Most rooms I see in my feed are huge, with hundreds or even thousands of people in the audience. But I see a potential for smaller, niche, « amongst friends » discussions. Many years ago, Suw and I had a short-lived podcast called Fresh Lime Soda. We would catch each other on Skype, talk about interesting stuff, and post it. Clubhouse would be great for this kind of things. Set a time, invite one or two friends and talk about stuff.

You could also organise a « virtual conference » there. Of course, you can already do that on zoom or meet or wherever, but maybe Clubhouse would make such an event more discoverable. There is no friction to joining a room, raising your hand, inviting somebody on stage.

If Clubhouse was mainstream, I’d hold a weekly Q&A for my diabetic cat group on there.

One thing to ponder about, and that we discussed with Arne on the occasion of our first « real » attempt at figuring out this Clubhouse thing, was the lack of video. I really see it as an advantage. The barrier to joining is lower without video. I can jump onto a call without worrying about how I look, what I’m wearing, or people seeing what it looks like where I am. Audio is less invasive. You can « do stuff » while listening to audio, but you can’t do much while watching video. You can hang out in the audience of your favorite Clubhouse room with your phone in your pocket while you do the dishes or go for a walk – just like you would listen to a podcast.

So, if you’d like an invite, or if you’re over there and would like to seize the occasion to play around with the new tool and catch up while we’re at it, let me know !

So You Know My Users and Community Better Than Me? [en]

Sometime back I joined a pile of “Group/Page Admin Help” support groups on Facebook. As you may or may not know, I manage a rather busy and intense support group for diabetic cat owners on Facebook. One thing I would love to be able to do is identify members who haven’t posted in a given time-frame to check in on them.

We screen people who want to join the group through welcome questions, so every person who joins the group has a sick cat (a few exceptions). The thing with diabetic cats is that if you don’t do things right, you run the risk of ending up with a disaster. When those disasters happen at night or on week-ends (as they do), the group ends up having to deal with panicked owner and sometimes dying cat that the on-call vet doesn’t want to see (I guess they have their reasons). So in addition to wanting to be helpful to our members, we have a vested interest as a community in making sure that our members are actually using the group to follow best practices, keep their cat safe, and therefore avoid being the source of a midnight crisis.

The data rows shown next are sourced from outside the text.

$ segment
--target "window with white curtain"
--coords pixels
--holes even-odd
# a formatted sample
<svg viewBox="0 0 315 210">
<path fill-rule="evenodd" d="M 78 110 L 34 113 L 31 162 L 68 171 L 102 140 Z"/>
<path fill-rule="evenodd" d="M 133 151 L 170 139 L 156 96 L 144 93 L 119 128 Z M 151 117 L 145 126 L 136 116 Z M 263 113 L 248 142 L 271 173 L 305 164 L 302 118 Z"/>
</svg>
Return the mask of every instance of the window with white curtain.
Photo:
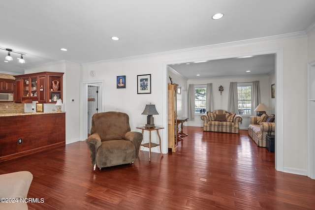
<svg viewBox="0 0 315 210">
<path fill-rule="evenodd" d="M 206 86 L 195 85 L 195 114 L 206 112 Z"/>
<path fill-rule="evenodd" d="M 252 88 L 252 83 L 237 84 L 238 114 L 239 115 L 251 115 L 252 113 L 253 113 Z"/>
</svg>

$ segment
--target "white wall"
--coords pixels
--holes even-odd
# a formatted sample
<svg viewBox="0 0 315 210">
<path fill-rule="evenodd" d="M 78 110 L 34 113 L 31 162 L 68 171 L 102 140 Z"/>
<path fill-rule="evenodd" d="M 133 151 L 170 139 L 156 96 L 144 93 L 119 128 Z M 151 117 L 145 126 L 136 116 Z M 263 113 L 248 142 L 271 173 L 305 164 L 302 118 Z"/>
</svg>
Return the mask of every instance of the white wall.
<svg viewBox="0 0 315 210">
<path fill-rule="evenodd" d="M 230 83 L 231 82 L 248 83 L 255 81 L 259 81 L 261 102 L 268 106 L 269 104 L 269 101 L 271 99 L 269 97 L 271 97 L 271 96 L 270 95 L 270 96 L 269 96 L 269 77 L 267 75 L 189 79 L 187 81 L 187 84 L 188 86 L 189 84 L 201 85 L 212 83 L 214 101 L 214 110 L 218 109 L 227 110 Z M 224 88 L 224 91 L 222 92 L 222 95 L 220 94 L 220 92 L 219 91 L 219 87 L 221 85 Z M 268 111 L 267 114 L 274 114 L 274 107 L 273 107 L 272 109 L 273 109 L 274 112 L 269 113 L 270 112 Z M 189 121 L 189 125 L 203 126 L 203 120 L 202 120 L 200 117 L 201 115 L 195 114 L 194 121 Z M 254 116 L 254 115 L 253 114 L 252 115 Z M 240 124 L 240 127 L 241 129 L 247 129 L 249 124 L 249 117 L 244 117 L 243 121 Z"/>
<path fill-rule="evenodd" d="M 268 108 L 270 109 L 269 114 L 275 114 L 275 107 L 276 106 L 276 97 L 275 98 L 271 98 L 271 85 L 275 84 L 275 87 L 276 86 L 276 82 L 275 82 L 275 73 L 274 72 L 272 74 L 269 75 L 269 103 L 268 104 Z M 267 104 L 266 104 L 267 105 Z"/>
</svg>

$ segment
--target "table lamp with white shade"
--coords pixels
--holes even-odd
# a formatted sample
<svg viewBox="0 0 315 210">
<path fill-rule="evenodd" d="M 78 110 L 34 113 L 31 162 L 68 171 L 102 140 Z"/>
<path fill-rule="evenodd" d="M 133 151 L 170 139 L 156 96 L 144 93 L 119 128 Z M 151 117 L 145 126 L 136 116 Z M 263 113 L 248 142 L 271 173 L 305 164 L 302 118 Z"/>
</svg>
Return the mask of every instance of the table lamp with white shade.
<svg viewBox="0 0 315 210">
<path fill-rule="evenodd" d="M 154 125 L 154 119 L 153 117 L 153 115 L 158 115 L 157 109 L 156 109 L 156 105 L 154 104 L 147 104 L 146 107 L 144 108 L 143 112 L 141 113 L 141 115 L 148 115 L 147 117 L 147 124 L 146 124 L 146 127 L 147 128 L 154 128 L 155 127 Z"/>
</svg>

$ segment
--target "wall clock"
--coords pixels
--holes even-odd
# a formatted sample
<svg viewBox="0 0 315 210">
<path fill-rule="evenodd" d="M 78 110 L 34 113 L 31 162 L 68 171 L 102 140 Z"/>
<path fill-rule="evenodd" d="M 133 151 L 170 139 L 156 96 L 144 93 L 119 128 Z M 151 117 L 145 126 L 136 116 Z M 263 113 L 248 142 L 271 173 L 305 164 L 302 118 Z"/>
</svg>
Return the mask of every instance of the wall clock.
<svg viewBox="0 0 315 210">
<path fill-rule="evenodd" d="M 94 77 L 95 74 L 96 74 L 96 73 L 94 70 L 92 70 L 90 72 L 90 75 L 91 77 Z"/>
</svg>

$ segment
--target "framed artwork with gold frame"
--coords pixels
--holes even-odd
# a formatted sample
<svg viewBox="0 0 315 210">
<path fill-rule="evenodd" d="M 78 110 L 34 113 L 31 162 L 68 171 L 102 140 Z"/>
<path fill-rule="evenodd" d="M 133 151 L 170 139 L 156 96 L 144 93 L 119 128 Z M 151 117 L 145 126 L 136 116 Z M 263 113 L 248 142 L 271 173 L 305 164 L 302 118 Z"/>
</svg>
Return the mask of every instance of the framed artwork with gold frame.
<svg viewBox="0 0 315 210">
<path fill-rule="evenodd" d="M 271 98 L 275 98 L 275 84 L 271 85 Z"/>
<path fill-rule="evenodd" d="M 44 112 L 44 104 L 42 103 L 36 103 L 36 112 Z"/>
</svg>

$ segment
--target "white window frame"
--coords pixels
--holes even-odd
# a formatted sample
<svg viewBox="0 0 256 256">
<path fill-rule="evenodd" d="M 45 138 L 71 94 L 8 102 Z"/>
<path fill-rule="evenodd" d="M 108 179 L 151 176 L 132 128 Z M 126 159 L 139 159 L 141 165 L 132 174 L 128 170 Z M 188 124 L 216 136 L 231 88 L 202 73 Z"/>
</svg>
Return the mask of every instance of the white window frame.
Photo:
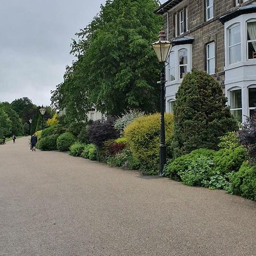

This is just to give you a bit of background.

So what we do in my group is each member gets a personalised welcome publication when they join, with instructions to get started and pointers to our documentation. At the end of the week. all the people who joined during the week get a “group welcome” publication with some more info and links. (Think “onboarding”.) Two months later, another message (the first six months after diagnosis are critical, so two months in is a good time to get your act together if you haven’t yet). I used to do a “you’ve been here six months, wow!” group post too, but now I’ve moved it up to a year (the group turned two years old last January).

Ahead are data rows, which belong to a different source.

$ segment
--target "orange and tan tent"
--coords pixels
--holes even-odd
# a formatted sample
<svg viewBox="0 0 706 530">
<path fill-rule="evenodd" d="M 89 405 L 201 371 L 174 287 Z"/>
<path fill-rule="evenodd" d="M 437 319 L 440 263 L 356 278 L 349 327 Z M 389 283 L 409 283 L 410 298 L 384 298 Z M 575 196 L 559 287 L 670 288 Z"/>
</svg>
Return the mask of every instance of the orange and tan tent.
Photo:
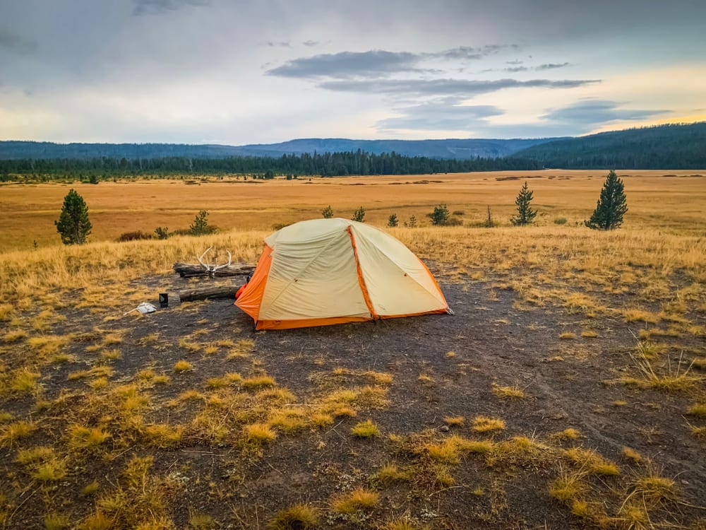
<svg viewBox="0 0 706 530">
<path fill-rule="evenodd" d="M 431 273 L 402 242 L 340 218 L 296 223 L 265 237 L 235 305 L 257 329 L 451 312 Z"/>
</svg>

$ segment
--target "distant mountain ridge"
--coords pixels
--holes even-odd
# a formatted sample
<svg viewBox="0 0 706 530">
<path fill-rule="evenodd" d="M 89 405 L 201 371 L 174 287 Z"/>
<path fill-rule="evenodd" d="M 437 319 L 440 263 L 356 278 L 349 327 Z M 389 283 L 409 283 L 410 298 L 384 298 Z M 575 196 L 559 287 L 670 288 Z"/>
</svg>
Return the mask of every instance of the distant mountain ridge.
<svg viewBox="0 0 706 530">
<path fill-rule="evenodd" d="M 561 139 L 512 156 L 562 169 L 702 170 L 706 168 L 706 122 Z"/>
<path fill-rule="evenodd" d="M 510 140 L 308 138 L 280 143 L 246 146 L 12 141 L 0 141 L 0 160 L 111 158 L 124 165 L 125 160 L 122 159 L 129 161 L 181 158 L 188 159 L 189 162 L 192 159 L 217 160 L 253 157 L 262 159 L 258 163 L 265 167 L 270 165 L 267 159 L 281 158 L 285 155 L 356 153 L 359 150 L 370 155 L 390 154 L 394 151 L 403 157 L 449 161 L 511 158 L 513 163 L 519 160 L 525 160 L 528 167 L 563 169 L 705 169 L 706 122 L 628 129 L 574 138 Z"/>
<path fill-rule="evenodd" d="M 404 156 L 464 160 L 499 158 L 556 138 L 510 140 L 350 140 L 309 138 L 280 143 L 246 146 L 181 143 L 55 143 L 25 141 L 0 141 L 0 160 L 56 158 L 226 158 L 232 156 L 279 158 L 282 155 L 361 151 L 379 155 L 395 151 Z"/>
</svg>

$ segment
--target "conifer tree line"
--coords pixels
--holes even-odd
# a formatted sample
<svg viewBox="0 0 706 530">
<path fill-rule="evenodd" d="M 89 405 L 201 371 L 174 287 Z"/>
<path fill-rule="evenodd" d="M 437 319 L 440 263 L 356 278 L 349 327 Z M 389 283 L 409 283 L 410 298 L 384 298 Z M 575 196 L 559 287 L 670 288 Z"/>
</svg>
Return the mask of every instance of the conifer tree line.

When I posted in these “admin support groups” to explain what we did and that I would like a way to identify inactive members, I was immediately piled upon (honestly there is no other word) by people telling me that they would quit a group which mentioned them like that in publications, that people should be allowed to lurk, etc. etc. I was Wrong to want to identify inactive members and Wrong to actively onboard new members.

I have to say I was a bit shocked at the judgement and outrage. Why do these people assume they understand my community better than I do? Anyway, it was a very frustrating experience.

For the record, there isn’t a way of identifying inactive members in a Facebook group.

Yesterday, somebody else posted the same question on one of those groups. They also wanted a way to identify inactive members to encourage them to participate, in a group based on active participation. Again, the onslaught of judgemental comments regarding the group’s rules and philosophy.

Seriously, what is wrong with people?